Chapter 2 is “variation in nature”. You can’t solve a problem without first defining terms, so if the problem is the origin of species, we’ll be wanting to know just what a “species” is. Turns out, not such a simple question.

In the mid-18th century, Carl Linnaeus founded the modern system of taxonomy, with its hierarchical categories. The Linnaean system is firmly stuck in its time — a time when species were static and discreet, and everything could be neatly packaged into categories. To think in evolutionary terms, one has to unlearn that pre-evolutionary way of thinking, and chapter 2 is where Darwin does this. In the end, instead of defining “species”, Darwin has merely downgraded the significance of such a concept.

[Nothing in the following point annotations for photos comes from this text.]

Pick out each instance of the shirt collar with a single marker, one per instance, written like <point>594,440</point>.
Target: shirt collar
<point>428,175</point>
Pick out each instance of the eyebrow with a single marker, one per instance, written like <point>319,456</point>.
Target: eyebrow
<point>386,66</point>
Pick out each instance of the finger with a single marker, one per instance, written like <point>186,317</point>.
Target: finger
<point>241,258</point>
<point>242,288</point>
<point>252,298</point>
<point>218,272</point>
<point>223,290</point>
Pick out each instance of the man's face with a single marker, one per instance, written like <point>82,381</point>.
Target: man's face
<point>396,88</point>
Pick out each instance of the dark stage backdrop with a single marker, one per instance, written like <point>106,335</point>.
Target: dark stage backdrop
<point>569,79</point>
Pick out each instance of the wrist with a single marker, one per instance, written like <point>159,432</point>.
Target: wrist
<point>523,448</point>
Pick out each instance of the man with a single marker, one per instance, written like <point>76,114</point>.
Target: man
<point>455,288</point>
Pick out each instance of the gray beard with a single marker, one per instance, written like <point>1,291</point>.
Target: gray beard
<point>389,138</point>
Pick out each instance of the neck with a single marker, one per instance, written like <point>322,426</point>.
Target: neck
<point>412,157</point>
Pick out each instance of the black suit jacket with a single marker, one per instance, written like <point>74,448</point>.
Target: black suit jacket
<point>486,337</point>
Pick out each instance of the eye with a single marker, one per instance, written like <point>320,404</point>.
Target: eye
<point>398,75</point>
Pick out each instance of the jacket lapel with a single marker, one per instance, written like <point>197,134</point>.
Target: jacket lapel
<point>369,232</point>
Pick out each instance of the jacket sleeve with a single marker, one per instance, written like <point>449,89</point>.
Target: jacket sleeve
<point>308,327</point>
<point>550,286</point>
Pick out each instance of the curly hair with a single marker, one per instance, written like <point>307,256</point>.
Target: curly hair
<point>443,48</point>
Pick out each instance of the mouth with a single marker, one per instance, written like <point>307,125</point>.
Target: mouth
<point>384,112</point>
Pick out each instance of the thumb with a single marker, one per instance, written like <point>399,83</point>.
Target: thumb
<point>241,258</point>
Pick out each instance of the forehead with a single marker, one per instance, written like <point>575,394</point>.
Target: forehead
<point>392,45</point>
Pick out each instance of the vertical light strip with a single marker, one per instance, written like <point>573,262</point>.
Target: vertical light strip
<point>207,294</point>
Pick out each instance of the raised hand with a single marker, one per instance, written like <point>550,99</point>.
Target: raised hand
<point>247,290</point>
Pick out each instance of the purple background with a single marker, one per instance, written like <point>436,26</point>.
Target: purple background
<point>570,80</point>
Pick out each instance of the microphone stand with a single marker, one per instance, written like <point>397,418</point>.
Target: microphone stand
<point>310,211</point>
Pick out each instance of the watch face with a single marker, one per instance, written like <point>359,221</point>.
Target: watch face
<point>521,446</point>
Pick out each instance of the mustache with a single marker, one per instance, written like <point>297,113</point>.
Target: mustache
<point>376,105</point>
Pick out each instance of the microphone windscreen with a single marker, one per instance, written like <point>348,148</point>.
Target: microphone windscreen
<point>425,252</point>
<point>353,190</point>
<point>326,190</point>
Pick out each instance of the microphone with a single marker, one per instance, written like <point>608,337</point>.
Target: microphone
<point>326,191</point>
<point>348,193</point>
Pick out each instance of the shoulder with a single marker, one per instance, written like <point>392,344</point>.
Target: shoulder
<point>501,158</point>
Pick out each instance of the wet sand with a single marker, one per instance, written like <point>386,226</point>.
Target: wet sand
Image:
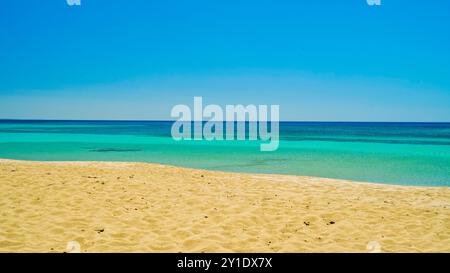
<point>140,207</point>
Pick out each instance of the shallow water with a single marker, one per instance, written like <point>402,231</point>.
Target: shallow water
<point>394,153</point>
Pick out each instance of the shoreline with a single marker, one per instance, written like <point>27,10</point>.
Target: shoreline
<point>148,207</point>
<point>325,179</point>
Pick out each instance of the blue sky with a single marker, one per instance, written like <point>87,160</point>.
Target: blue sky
<point>319,60</point>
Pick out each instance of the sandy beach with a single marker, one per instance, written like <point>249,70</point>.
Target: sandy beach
<point>139,207</point>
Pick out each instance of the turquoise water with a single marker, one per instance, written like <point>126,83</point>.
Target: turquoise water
<point>394,153</point>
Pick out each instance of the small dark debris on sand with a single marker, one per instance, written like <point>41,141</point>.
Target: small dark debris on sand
<point>100,230</point>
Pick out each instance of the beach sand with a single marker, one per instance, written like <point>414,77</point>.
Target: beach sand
<point>139,207</point>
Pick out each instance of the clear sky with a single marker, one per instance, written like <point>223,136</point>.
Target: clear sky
<point>318,59</point>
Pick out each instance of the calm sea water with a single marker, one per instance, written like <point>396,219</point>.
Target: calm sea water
<point>394,153</point>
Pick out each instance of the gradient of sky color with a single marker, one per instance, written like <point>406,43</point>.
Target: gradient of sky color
<point>319,60</point>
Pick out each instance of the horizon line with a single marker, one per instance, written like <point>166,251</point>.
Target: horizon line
<point>171,120</point>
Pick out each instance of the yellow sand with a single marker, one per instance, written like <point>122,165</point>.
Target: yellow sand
<point>137,207</point>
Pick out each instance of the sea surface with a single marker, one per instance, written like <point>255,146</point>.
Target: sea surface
<point>392,153</point>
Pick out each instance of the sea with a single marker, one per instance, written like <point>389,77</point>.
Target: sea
<point>381,152</point>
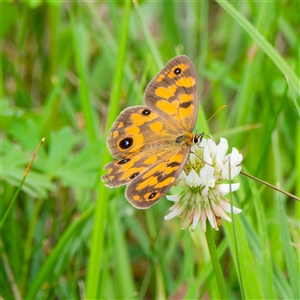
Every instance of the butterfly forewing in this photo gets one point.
(173, 93)
(151, 143)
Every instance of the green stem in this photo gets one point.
(215, 262)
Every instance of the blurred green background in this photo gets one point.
(68, 69)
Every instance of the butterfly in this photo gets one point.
(151, 143)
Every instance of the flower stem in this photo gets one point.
(215, 262)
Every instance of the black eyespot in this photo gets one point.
(177, 71)
(134, 175)
(173, 164)
(123, 161)
(146, 112)
(126, 143)
(152, 195)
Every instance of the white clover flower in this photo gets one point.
(203, 185)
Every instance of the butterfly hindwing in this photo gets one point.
(151, 143)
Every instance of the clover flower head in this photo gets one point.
(204, 183)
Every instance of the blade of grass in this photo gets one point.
(263, 43)
(79, 35)
(50, 264)
(288, 251)
(97, 243)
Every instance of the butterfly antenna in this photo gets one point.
(223, 106)
(271, 186)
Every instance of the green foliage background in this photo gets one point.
(68, 68)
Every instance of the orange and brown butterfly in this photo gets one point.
(151, 143)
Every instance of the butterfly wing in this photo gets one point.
(173, 93)
(149, 174)
(136, 128)
(144, 139)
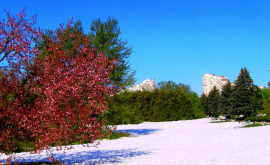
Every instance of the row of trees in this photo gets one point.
(55, 84)
(169, 102)
(242, 98)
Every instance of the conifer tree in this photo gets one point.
(242, 100)
(104, 36)
(204, 103)
(214, 102)
(225, 105)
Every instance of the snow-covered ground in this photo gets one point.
(180, 142)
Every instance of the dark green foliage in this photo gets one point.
(225, 105)
(265, 93)
(104, 36)
(204, 103)
(213, 103)
(245, 96)
(157, 105)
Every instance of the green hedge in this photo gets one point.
(136, 107)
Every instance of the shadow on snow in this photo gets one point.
(86, 157)
(137, 132)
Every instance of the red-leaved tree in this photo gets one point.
(51, 97)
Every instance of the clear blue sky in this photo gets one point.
(174, 40)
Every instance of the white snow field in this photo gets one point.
(182, 142)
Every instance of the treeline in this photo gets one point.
(169, 102)
(242, 98)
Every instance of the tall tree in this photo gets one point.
(204, 104)
(104, 36)
(51, 99)
(225, 105)
(242, 100)
(214, 102)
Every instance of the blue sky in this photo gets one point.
(174, 40)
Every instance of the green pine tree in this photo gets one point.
(242, 100)
(105, 38)
(225, 105)
(214, 102)
(204, 103)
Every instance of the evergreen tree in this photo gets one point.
(242, 100)
(214, 102)
(204, 103)
(104, 36)
(225, 105)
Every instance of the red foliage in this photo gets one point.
(54, 98)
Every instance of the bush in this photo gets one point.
(158, 105)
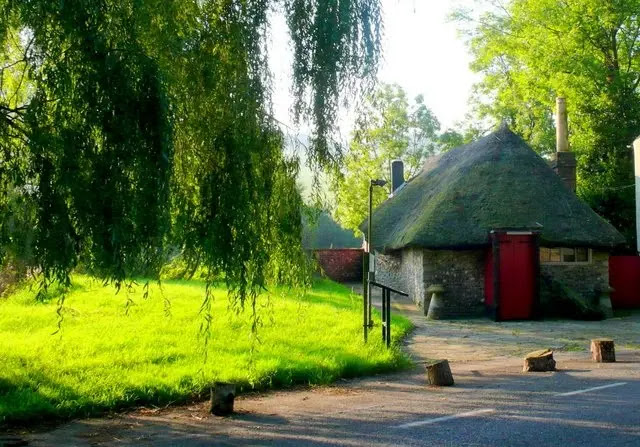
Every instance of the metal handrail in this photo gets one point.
(386, 311)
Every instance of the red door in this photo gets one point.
(517, 270)
(624, 279)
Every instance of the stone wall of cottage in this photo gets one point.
(389, 270)
(586, 279)
(461, 273)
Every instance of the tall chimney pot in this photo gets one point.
(563, 161)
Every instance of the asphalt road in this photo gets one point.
(492, 404)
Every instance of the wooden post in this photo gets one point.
(603, 350)
(539, 361)
(222, 398)
(439, 373)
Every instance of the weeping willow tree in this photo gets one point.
(131, 126)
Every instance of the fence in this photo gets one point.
(341, 264)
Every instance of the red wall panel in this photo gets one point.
(341, 265)
(624, 278)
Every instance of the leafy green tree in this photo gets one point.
(531, 51)
(130, 126)
(389, 127)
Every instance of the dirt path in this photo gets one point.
(485, 358)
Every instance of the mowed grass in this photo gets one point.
(104, 359)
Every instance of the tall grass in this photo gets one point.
(110, 355)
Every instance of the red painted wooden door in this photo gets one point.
(624, 278)
(517, 281)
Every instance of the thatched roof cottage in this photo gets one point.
(490, 221)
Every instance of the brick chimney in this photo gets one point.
(636, 152)
(563, 162)
(397, 175)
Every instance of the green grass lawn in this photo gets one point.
(104, 359)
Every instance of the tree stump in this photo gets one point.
(539, 361)
(222, 398)
(439, 373)
(603, 350)
(436, 308)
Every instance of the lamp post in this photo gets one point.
(369, 273)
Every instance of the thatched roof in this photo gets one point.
(497, 182)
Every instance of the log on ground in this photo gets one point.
(439, 373)
(541, 360)
(222, 398)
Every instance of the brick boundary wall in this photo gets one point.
(340, 264)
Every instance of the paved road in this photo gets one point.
(492, 404)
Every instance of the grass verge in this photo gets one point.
(110, 356)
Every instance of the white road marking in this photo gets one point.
(447, 418)
(595, 388)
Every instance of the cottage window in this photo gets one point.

The modern biologist knows evolution as (to oversimplify to an extent that will, I am sure, infuriate a few sensitive readers) what happens when you have variation and selection. Variation in this case refers to differences in individual traits, between individual organisms. This variation is the raw material for selection. One of the great products of evolution, meanwhile, is biodiversity — endless forms most beautiful and most wonderful. But in this chapter, Darwin points out that variation and biodiversity are on a continuum. Variety becomes diversity. Separate species are related, with a long line of intermediate varieties; they are only “separate” because some of the historical intermediate varieties have died out.

From Darwin’s thinking and words in this chapter, one can begin to see his gradualist take on evolution. Over great lengths of time, by the introduction of new variation and the extinction of old, varieties may become sub-species, and these become full species, and the same processes account for all the diversity of tangled bank. One can sense that Darwin is prepping the readers to show them that the processes which apply at the level of individual variations also apply to diversity. He is preempting the creationist claim that “microevolution”, at the level of variation, does not imply “macroevolution”, at the level of diversity.

Finally, the chapter left me wondering what Darwin’s take on the 20th century “wars” over these same issues — the “unit of selection”, and whether evolutionary processes can be said to apply at higher levels like species — would have been?